Of course, that last property is lost in the translation to JavaScript, but otherwise this code works.
First the initial data type, expressions with values and addition.
Expr = function(f) Data(function(expr) ({ In: f(expr) }))
Plus = function(f, g) Data(function(_, e) ({ Inl: f(e), Inr: g(e) }))
ValT = Data(function(_, e) ({ Val: Number }))
AddT = Data(function(_, e) ({ Add: [e, e] }))
ExprValAdd = Expr(Plus(ValT, AddT))
Next, we create an evaluation function with fold.
var evalAlgebra = {
Val: function(x) x,
Add: function(e1, e2) e1 + e2,
In: id, Inl: id, Inr: id
};
var ev = ExprValAdd.fold(evalAlgebra)
var val = function(x) In(Val(x))
var add = function(x, y) In(Add(x, y))
>>> ev(add(val(30000), add(val(1330), val(7)))) 31337
Now we can add multiplication to the expression type.
MulT = Data(function(_, e) ({ Mul: [e, e] }))
var mul = function(x, y) In(Mul(x, y))
ExprValAddMul = Expr(Plus(ValT, Plus(AddT, MulT)))

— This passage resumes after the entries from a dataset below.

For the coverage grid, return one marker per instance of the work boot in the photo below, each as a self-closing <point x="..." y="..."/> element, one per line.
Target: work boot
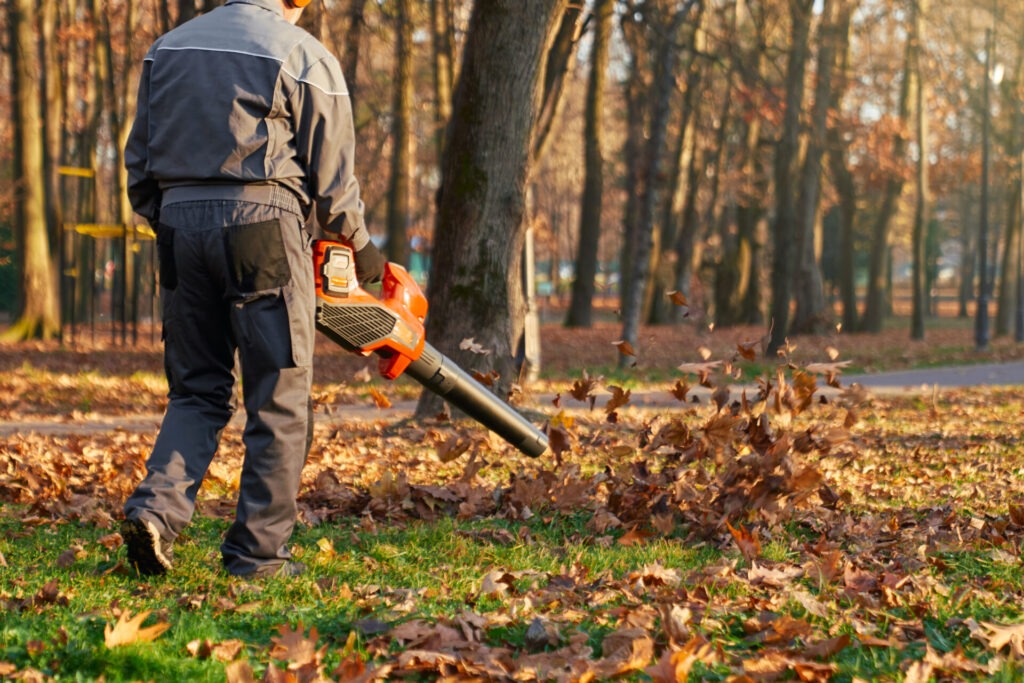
<point x="286" y="570"/>
<point x="146" y="551"/>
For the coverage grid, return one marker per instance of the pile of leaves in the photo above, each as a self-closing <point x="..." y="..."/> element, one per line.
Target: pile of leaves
<point x="837" y="524"/>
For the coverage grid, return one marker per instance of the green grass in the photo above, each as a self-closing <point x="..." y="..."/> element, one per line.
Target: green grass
<point x="420" y="570"/>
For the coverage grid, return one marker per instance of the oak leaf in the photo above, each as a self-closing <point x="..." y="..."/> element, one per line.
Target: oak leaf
<point x="128" y="631"/>
<point x="998" y="636"/>
<point x="380" y="400"/>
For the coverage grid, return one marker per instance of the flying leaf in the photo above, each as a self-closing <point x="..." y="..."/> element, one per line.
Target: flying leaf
<point x="749" y="544"/>
<point x="379" y="398"/>
<point x="680" y="390"/>
<point x="748" y="349"/>
<point x="487" y="379"/>
<point x="701" y="370"/>
<point x="998" y="636"/>
<point x="678" y="298"/>
<point x="619" y="398"/>
<point x="293" y="646"/>
<point x="128" y="631"/>
<point x="469" y="344"/>
<point x="624" y="347"/>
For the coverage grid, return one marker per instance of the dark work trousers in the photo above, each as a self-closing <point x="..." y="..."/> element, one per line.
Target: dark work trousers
<point x="237" y="278"/>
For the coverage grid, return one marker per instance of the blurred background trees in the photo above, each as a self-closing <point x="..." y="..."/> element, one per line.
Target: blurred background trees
<point x="800" y="165"/>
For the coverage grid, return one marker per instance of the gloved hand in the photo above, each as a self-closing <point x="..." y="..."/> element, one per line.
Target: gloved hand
<point x="369" y="264"/>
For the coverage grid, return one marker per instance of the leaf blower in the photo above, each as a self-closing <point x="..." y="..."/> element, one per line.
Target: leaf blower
<point x="392" y="328"/>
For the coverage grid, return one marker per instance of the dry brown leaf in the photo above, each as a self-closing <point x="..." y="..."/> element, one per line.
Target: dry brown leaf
<point x="678" y="298"/>
<point x="380" y="400"/>
<point x="128" y="630"/>
<point x="624" y="347"/>
<point x="294" y="646"/>
<point x="749" y="544"/>
<point x="998" y="636"/>
<point x="469" y="344"/>
<point x="620" y="397"/>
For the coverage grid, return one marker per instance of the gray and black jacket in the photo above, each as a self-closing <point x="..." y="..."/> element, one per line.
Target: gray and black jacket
<point x="241" y="96"/>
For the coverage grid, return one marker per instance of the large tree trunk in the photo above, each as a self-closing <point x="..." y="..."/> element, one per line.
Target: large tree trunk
<point x="919" y="294"/>
<point x="810" y="315"/>
<point x="878" y="280"/>
<point x="398" y="202"/>
<point x="52" y="123"/>
<point x="581" y="307"/>
<point x="40" y="315"/>
<point x="838" y="150"/>
<point x="786" y="158"/>
<point x="633" y="289"/>
<point x="353" y="41"/>
<point x="443" y="65"/>
<point x="475" y="286"/>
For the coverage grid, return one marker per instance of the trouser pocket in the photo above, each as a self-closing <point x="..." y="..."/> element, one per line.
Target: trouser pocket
<point x="256" y="256"/>
<point x="165" y="255"/>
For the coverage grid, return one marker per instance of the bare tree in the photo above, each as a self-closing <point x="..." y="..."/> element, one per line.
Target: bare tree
<point x="581" y="307"/>
<point x="786" y="158"/>
<point x="398" y="197"/>
<point x="919" y="295"/>
<point x="475" y="288"/>
<point x="39" y="311"/>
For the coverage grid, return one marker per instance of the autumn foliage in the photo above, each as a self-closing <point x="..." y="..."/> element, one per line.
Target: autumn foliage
<point x="828" y="523"/>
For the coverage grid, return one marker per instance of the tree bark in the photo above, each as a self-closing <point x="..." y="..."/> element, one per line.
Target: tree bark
<point x="878" y="279"/>
<point x="40" y="314"/>
<point x="353" y="41"/>
<point x="581" y="306"/>
<point x="842" y="175"/>
<point x="398" y="197"/>
<point x="810" y="315"/>
<point x="786" y="158"/>
<point x="475" y="287"/>
<point x="919" y="294"/>
<point x="662" y="90"/>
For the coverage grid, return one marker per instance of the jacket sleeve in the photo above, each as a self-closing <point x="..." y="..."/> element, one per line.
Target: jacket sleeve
<point x="143" y="193"/>
<point x="325" y="136"/>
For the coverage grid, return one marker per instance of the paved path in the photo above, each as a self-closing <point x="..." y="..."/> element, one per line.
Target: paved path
<point x="909" y="381"/>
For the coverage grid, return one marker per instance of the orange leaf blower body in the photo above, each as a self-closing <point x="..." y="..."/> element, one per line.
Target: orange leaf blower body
<point x="392" y="328"/>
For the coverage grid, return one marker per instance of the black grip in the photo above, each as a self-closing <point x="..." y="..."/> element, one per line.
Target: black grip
<point x="441" y="376"/>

evalAlgebra.Mul = function(e1, e2) e1 * e2
var ev = ExprValAddMul.fold(evalAlgebra)
>>> ev(add(mul(val(80), val(5)), val(4))) 404
And finally we add a render function.
var render = ExprValAddMul.fold({
Val: function(x) "" + x,
Add: function(e1, e2) "(" + e1 + " + " + e2 + ")",
Mul: function(e1, e2) "(" + e1 + " * " + e2 + ")",
In: id, Inl: id, Inr: id
})
>>> render(add(mul(val(80), val(5)), val(4))) ((80 * 5) + 4)